Unsaturated fats can be either cis fats or trans fats. While cis fats are beneficial and can promote good cholesterol, trans fats are considered harmful to cardiovascular health, especially those trans fats which come from unnatural sources (e.g., hydrogenated oils in processed foods). In November 2013, the U.S. Food and Drug Administration (FDA) said it is requiring the food industry to completely phase out artificial trans fats.
Note: Though this comparison refers to cis and trans "fats," it is more technically correct to call these "fatty acids."
|Cis Fat||Trans Fat|
|Health Effect||Generally good for health unless consumed in unreasonably high quantities.||Detrimental — lowers good cholesterol and increases the level of bad cholesterol in the body. Harmful to heart health could cause cardiac death.|
|Occurs naturally||Yes||While some natural trans fats occur in meat and dairy products, the majority of trans fats come from processed foods (i.e., hydrogenated oils).|
|Arrangement of atoms||The chains of carbon atoms are on the same side of the double bond, resulting in a kink.||Hydrogen atoms are on the opposite side of the double bonds of the carbon chain, making the fat molecule straight.|
|Melting Point||Usually low. Some cis fats are liquid at room temperature.||Usually high. Trans fats, like saturated fats, are solid at room temperature.|
While consuming cis fats in unnaturally large quantities poses a health risk, unsaturated cis fats — monounsaturated and polyunsaturated fats — generally increase the levels of good cholesterol (HDL) in the body while also decreasing bad cholesterol.
In 2002, the National Academy of Sciences concluded that trans fatty acids, whether of plant or animal origin, are nonessential and provide no benefit to human health. What's more, trans fats increase the levels of LDL (bad cholesterol) in the body, thereby increasing the risk of clogged arteries and coronary heart disease.
At least one study found that for every 2% of energy derived from trans fats, there was an associated 23% increase for cardiovascular risk. A similar study found that for every 2% of trans fat-based energy, there was a 73% greater risk of infertility in women. Numerous other studies have found links between unsaturated trans fat and obesity, as well as colon cancer. So the consumption of trans fat should be as low as possible.
One area scientists remain uncertain about is the effects of consuming naturally-occurring trans fats, which are rare but found in small quantities in meat and dairy products. The general consensus is that this type of trans fat should be avoided as much as possible, too; however, some research has suggested that natural trans fats are quite different from commercially-created trans fats and may even protect the heart. Research is ongoing.

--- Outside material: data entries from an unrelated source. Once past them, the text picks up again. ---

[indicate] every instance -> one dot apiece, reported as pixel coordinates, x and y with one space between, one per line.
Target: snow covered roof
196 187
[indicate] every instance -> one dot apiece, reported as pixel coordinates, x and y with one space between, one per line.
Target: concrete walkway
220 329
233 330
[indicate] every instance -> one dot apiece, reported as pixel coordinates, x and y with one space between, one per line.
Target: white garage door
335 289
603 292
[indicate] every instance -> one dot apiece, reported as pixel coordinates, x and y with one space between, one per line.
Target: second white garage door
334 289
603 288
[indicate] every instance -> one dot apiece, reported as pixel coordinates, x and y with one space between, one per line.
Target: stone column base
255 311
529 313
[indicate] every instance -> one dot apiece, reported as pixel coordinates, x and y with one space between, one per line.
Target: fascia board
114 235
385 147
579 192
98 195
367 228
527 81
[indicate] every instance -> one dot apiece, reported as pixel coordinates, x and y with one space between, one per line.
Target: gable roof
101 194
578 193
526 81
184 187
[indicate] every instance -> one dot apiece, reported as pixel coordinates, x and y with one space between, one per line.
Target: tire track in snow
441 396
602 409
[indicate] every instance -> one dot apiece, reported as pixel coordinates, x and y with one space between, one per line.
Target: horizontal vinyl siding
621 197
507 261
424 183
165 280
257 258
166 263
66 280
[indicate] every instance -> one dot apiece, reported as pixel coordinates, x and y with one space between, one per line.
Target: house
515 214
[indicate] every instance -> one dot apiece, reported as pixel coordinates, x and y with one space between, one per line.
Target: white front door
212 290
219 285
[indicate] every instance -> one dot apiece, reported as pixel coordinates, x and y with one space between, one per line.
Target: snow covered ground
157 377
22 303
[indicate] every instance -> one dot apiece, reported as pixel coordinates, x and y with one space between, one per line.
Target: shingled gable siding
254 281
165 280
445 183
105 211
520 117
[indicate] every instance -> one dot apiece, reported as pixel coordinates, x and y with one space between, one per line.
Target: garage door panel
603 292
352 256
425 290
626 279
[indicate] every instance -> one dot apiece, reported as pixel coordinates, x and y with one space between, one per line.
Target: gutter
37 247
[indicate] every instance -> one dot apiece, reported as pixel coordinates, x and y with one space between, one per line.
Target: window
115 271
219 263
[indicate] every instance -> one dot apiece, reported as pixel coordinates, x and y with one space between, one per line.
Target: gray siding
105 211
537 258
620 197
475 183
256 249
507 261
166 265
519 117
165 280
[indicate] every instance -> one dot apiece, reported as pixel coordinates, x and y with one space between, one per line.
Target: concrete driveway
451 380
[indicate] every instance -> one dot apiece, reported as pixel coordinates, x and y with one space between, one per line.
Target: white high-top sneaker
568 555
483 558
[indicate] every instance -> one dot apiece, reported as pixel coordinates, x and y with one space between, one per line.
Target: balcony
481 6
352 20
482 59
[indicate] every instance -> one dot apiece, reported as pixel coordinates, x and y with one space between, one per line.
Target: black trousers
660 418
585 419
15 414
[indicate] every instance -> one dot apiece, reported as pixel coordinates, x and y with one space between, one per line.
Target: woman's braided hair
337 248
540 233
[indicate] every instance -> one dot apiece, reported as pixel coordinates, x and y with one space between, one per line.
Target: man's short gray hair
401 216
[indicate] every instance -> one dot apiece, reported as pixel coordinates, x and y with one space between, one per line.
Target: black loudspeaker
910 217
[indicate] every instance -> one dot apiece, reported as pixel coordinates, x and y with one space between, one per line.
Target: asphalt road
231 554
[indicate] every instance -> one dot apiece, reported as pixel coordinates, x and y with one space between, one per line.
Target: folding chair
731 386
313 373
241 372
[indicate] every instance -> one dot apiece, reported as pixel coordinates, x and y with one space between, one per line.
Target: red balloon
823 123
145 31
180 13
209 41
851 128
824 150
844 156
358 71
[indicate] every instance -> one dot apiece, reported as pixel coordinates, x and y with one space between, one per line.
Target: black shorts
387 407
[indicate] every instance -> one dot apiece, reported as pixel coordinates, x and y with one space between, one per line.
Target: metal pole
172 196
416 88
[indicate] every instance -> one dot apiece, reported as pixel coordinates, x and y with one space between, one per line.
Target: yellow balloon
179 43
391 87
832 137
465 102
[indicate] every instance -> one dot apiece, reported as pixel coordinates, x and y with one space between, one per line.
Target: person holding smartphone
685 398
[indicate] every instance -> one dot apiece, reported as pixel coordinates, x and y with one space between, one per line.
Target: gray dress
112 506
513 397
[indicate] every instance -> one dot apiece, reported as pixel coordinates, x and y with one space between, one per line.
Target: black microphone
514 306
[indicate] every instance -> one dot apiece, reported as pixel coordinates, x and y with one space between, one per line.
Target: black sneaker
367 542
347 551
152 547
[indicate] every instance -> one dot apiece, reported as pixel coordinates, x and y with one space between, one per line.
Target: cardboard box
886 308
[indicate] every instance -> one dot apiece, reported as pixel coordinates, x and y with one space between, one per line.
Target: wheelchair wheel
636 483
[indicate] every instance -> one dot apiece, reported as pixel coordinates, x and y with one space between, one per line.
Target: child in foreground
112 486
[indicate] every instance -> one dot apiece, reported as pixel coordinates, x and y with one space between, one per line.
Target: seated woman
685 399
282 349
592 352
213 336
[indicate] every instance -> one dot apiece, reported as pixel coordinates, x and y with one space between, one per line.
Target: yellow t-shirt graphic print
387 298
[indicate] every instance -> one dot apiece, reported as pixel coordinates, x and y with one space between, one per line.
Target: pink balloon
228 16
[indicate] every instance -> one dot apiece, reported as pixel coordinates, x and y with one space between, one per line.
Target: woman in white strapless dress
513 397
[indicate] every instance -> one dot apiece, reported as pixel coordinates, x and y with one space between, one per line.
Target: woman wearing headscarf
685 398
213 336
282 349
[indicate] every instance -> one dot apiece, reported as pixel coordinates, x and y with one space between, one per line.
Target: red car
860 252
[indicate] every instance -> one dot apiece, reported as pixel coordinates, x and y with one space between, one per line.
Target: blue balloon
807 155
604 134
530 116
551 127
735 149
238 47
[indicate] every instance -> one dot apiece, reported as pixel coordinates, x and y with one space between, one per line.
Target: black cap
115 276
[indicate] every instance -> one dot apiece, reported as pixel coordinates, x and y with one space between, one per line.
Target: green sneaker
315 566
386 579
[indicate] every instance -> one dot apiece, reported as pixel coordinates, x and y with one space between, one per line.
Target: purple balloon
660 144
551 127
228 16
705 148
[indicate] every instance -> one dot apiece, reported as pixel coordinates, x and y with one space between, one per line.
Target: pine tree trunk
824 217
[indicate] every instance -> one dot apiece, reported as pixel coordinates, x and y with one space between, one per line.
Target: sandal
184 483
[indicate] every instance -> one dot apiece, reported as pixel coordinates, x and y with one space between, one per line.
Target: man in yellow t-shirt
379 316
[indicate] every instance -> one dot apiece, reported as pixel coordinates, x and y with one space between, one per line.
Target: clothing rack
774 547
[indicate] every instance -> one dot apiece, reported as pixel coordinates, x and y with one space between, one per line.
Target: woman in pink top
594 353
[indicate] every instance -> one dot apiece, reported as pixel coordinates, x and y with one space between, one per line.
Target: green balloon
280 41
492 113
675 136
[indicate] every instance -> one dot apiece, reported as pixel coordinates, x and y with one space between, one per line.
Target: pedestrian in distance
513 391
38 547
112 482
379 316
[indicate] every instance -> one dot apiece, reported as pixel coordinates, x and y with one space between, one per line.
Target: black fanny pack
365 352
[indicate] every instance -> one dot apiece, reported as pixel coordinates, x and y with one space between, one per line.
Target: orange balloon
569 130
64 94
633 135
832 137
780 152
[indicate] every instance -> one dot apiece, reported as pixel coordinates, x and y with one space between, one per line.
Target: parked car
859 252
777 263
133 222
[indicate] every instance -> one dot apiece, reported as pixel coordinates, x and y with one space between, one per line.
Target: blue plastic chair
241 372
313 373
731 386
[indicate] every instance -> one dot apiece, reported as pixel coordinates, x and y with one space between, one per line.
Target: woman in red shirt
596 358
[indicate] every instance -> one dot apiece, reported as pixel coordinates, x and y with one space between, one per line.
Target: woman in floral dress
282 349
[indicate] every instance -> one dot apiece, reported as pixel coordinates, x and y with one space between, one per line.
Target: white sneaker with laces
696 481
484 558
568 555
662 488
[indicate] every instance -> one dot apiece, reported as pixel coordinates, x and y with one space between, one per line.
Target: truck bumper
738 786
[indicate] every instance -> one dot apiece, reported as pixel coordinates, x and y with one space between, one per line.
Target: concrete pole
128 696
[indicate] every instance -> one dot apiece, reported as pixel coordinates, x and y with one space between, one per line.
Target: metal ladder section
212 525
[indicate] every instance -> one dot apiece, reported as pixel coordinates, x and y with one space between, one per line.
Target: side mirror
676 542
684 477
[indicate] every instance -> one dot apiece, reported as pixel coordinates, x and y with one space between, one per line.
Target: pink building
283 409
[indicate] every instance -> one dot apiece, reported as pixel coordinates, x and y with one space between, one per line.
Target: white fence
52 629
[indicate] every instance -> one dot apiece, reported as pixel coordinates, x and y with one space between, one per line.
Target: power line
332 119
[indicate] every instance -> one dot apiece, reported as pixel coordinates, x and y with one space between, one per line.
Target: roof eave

In unsaturated fatty acids, the carbon atoms that are missing a hydrogen atom are joined by double bonds, rather than single bonds, so that each carbon atom participates in four bonds. If the hydrogen atoms are on the same side of the double bonds of the carbon chain then it is said to be in "cis" configuration. If the hydrogen atoms are on the opposite side of the double bonds of the carbon chain, then it is said to be in "trans" configuration.
The video below provides a visual explanation for cis and trans chemical structures.
A fat's chemical and physical properties change depending on the arrangement of molecules. For example, the trans fatty acid elaidic acid and naturally occurring oleic acid have the same chemical formula (C9H17C9H17O2), but they have different chemical and physical properties:
- Oleic acid has a lower melting point of 13.4 °C.
- Oleic acid is liquid at room temperature because cis molecules are loosely packed.
- Elaidic acid has a much higher melting point of 45 °C.
- Elaidic acid is solid at room temperature because trans molecules are tightly packed.
This also explains why trans fats grew in the processed food industry: they make the food last longer and decrease refrigeration requirements.
Regulation of Trans Fats
Since the mid-1950s, research has suggested there is a link between trans fats and coronary heart disease. It was not until the 1990s, however, that this link began to receive widespread notice.
In 2003 the Food and Drug Administration (FDA) issued a regulation on trans fats, allowing manufacturers to place no more than 0.5 grams of trans fats, per serving, in any given food. (This has been controversial, as many doctors and scientists agree that 0.5 grams per serving is much too lenient.) Beginning in 2006, the FDA further required manufacturers to list trans fats on nutritional labels; previously, consumers had to carefully read ingredients to know if trans fats were in food.
Since their inclusion on nutrition labels, further steps have been taken to reduce — or even ban — trans fats from foods. In November 2013, the FDA declared trans fats unsafe and took steps toward pushing manufacturers to completely remove them from processed foods. Other countries, such as Denmark, have proven it is completely possible to eliminate industrially-produced trans fats, but eliminating natural trans fats is improbable, if not impossible. Palm oil, which is heavy in saturated fat, is often used and recommended as a replacement for trans fats.
Some states, counties, and cities in the U.S. have taken additional measures to eradicate trans fats. To date, only the state of California has completely banned trans fats from restaurants.